第一条 基本原則に「個が生かされる」という表現がありますが、これはSPIの開発当時から最も大切にされてきている考え方です。SPIの開発背景でも語られている通り、SPIが開発された頃の採用選考は「学歴」で選抜されるというのが当たり前の時代でした。こうした時代に、「学歴」という個人の属性情報だけではなく、適性検査を通じて、応募者個人の人物的な特性を理解した上で採用選考を行う、という当時としては新しい軸を示したのです。

その後、時代が変わり、サービスが進化しても、この考え方は今でも変わっていません。
現在も「個を生かす」という思想を根底に置きながらサービスを展開しています。
(「SPIは企業でどのように使われているのか」参照)

適性検査の効能と限界

「第二条 有用性の原則」「第五条 科学性の原則」がありますが、これに関わる適性検査の品質について最後にご紹介します。

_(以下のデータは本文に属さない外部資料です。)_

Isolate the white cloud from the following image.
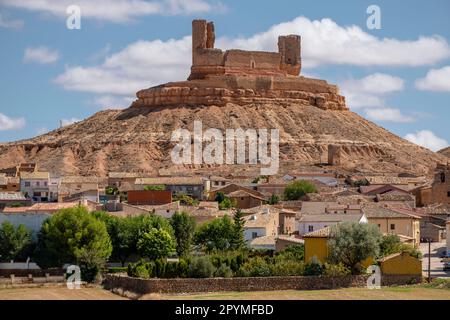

適性検査の測定対象となる能力や性格などの人の特性は、重さや長さのように物理的な実体があるわけでなく、概念的なものです。ですが、長年の科学的な研究のもと、海外も含めて多くの知見が蓄積されてきています。そうした知見から、適性検査として備えておくべき品質の条件を簡単に整理すると、以下の3つのポイントにまとめられます。

信頼性
測定尺度の安定性や一貫性(精度良く測っているか)
妥当性
測定尺度の目的に照らした有効性や適切さ(目的にかなっているか)
標準性
測定結果の基準集団との比較可能性(公平に他者と比較可能か)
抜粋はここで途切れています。